Quem são os outros que trabalharam?
Sua dúvida é sobre Jo 4:37-38, que diz: “Porque nisto é verdadeiro o ditado, que um é o que semeia, e outro o que ceifa. Eu vos enviei a ceifar onde vós não trabalhastes; outros trabalharam, e vós entrastes no seu trabalho”. Quem seriam esses “outros” que trabalharam?
Quando os discípulos começaram seu ministério, estavam pisando em terreno que já havia sido trilhado antes pelos profetas que anunciavam a vinda do Messias e também por João Batista. Por isso o Senhor diz a eles que estavam entrando no trabalho de outros. Eles estavam ceifando em um campo onde outros haviam semeado.
Mas devemos entender que tanto os profetas do Antigo Testamento, como os discípulos de Jesus nos evangelhos, nada tinham (ainda) a ver com a Igreja, que era um segredo oculto (revelado a Paulo e depois aos outros apóstolos), até ter sido fundada no dia de Pentecostes sobre a rocha que é Cristo, porém Cristo morto, ressuscitado e glorificado. Antes disso teria sido impossível que seres humanos desfrutassem de toda a plenitude da obra de Cristo.
Ao falar dos santos e mártires do Antigo Testamento, a epístola aos Hebreus esclarece:
(Hb 11:39-40) “E todos estes, tendo tido testemunho pela fé, não alcançaram a promessa, Provendo Deus alguma coisa melhor a nosso respeito, para que eles sem nós não fossem aperfeiçoados”.
Pedro também explica como os profetas do Antigo Testamento falaram da salvação que seria manifestada, sem, contudo entendê-la perfeitamente:
(1 Pe 1:10-12) “Da qual salvação inquiriram e trataram diligentemente os profetas que profetizaram da graça que vos foi dada, indagando que tempo ou que ocasião de tempo o Espírito de Cristo, que estava neles, indicava, anteriormente testificando os sofrimentos que a Cristo haviam de vir, e a glória que se lhes havia de seguir. Aos quais foi revelado que, não para si mesmos, mas para nós, eles ministravam estas coisas que agora vos foram anunciadas por aqueles que, pelo Espírito Santo enviado do céu, vos pregaram o evangelho; para as quais coisas os anjos desejam bem atentar”.
É preciso entender também que a pregação dos discípulos nos evangelhos, ou seja, a “ceifa” que eles praticavam em terreno semeado por outros, não era de uma mensagem completa, pois Jesus ainda não havia morrido e ressuscitado. Eles pregavam a vinda do Messias e Rei de Israel, sem nem mesmo entender que lugar os gentios teriam na obra de Deus. É só com o evangelho de Paulo, ou a carta aos Romanos, que temos a revelação completa das boas novas de salvação, e pela carta aos Efésios a compreensão do mistério ou segredo oculto, que era a Igreja.
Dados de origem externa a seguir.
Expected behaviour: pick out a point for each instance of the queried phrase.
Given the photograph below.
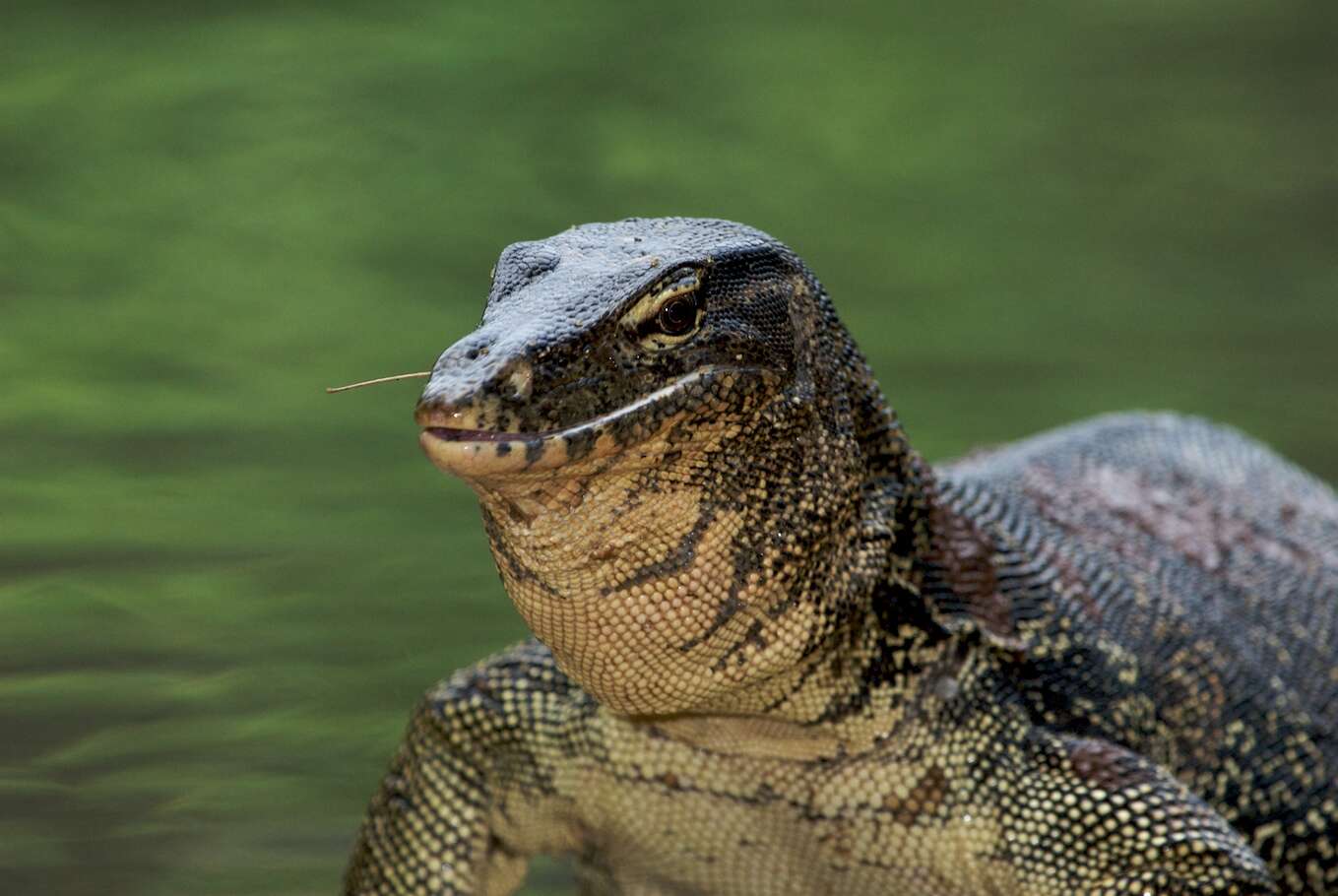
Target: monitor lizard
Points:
(779, 653)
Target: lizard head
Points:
(669, 433)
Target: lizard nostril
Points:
(519, 381)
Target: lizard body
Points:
(778, 653)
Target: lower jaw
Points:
(483, 456)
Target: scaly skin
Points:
(776, 653)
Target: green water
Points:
(221, 590)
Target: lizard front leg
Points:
(1088, 816)
(470, 798)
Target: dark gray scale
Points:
(1214, 566)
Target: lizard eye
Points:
(678, 314)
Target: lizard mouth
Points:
(457, 448)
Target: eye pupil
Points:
(677, 316)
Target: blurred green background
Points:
(223, 590)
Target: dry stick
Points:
(421, 374)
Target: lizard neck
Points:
(724, 563)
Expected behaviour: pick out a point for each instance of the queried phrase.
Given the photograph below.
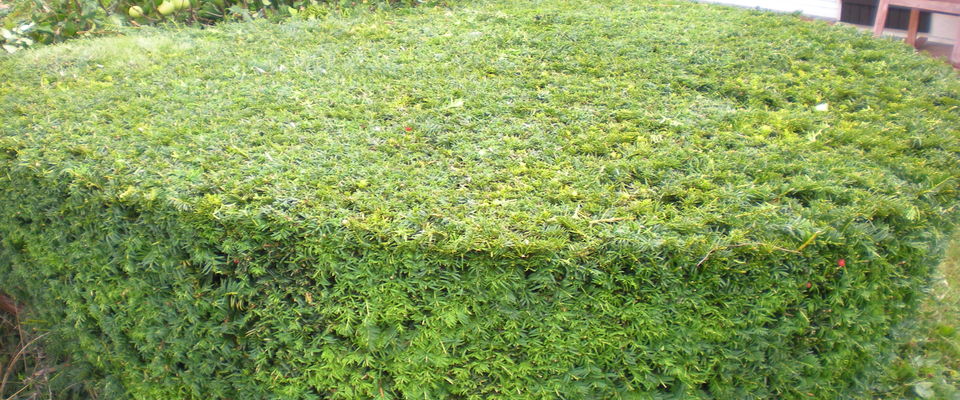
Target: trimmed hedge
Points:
(515, 200)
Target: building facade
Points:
(939, 27)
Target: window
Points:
(863, 12)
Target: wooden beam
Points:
(882, 9)
(914, 27)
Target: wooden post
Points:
(914, 27)
(955, 54)
(882, 9)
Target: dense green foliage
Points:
(552, 199)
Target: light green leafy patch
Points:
(574, 199)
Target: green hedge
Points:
(514, 200)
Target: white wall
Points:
(816, 8)
(943, 28)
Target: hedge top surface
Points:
(516, 128)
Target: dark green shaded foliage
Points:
(510, 200)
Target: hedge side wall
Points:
(537, 200)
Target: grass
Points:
(520, 197)
(928, 362)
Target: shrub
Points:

Esta passagem de João4:37-38 também nos dá uma lição importante: qualquer que seja o resultado de nosso trabalho na pregação do evangelho, devemos ter em mente que não foi um trabalho feito apenas por nossa instrumentalidade. Obviamente a obra é de Deus e é o Espírito Santo quem convence uma alma de seu pecado e a leva à conversão, mas mesmo do ponto de vista do instrumento usado por Deus para semear ou ceifar, devemos ser humildes o suficiente para entender que outros antes de nós iniciaram o trabalho.
Quando você encontra uma pessoa e prega a ela o evangelho, não fique se gabando de ter sido o primeiro. A menos que estejamos falando de algum indígena sem contato com a civilização, ou dos pagãos que eram inicialmente alcançados pelos discípulos na Grécia e Ásia antes da disseminação do cristianismo, a pessoa a quem você fala a Palavra no mundo ocidental já foi alcançada pela mesma Palavra em muitas ocasiões anteriores. A Palavra de Deus é como a água que os servos precisaram colocar nas talhas de pedra das bodas de Caná até ficarem cheias e o Senhor fazer o milagre.
Uma pessoa no mundo ocidental de hoje já deve ter escutado a Palavra de Deus em diversos lugares, como em igrejas de diferentes denominações católicas e protestantes, no rádio e TV, em livros, folhetos, Internet, etc. Se você teve o privilégio de assistir à conversão definitiva dessa pessoa, alegre-se por ter sido talvez o que deu a ela o último gole da Palavra necessário para o Espírito Santo agir. Por assim dizer, você encontrou aquele “vaso de pedra” quase cheio e só faltava uma gota. Portanto, em nenhum momento saia por aí se gabando de ter sido o único instrumento usado por Deus na conversão daquela alma.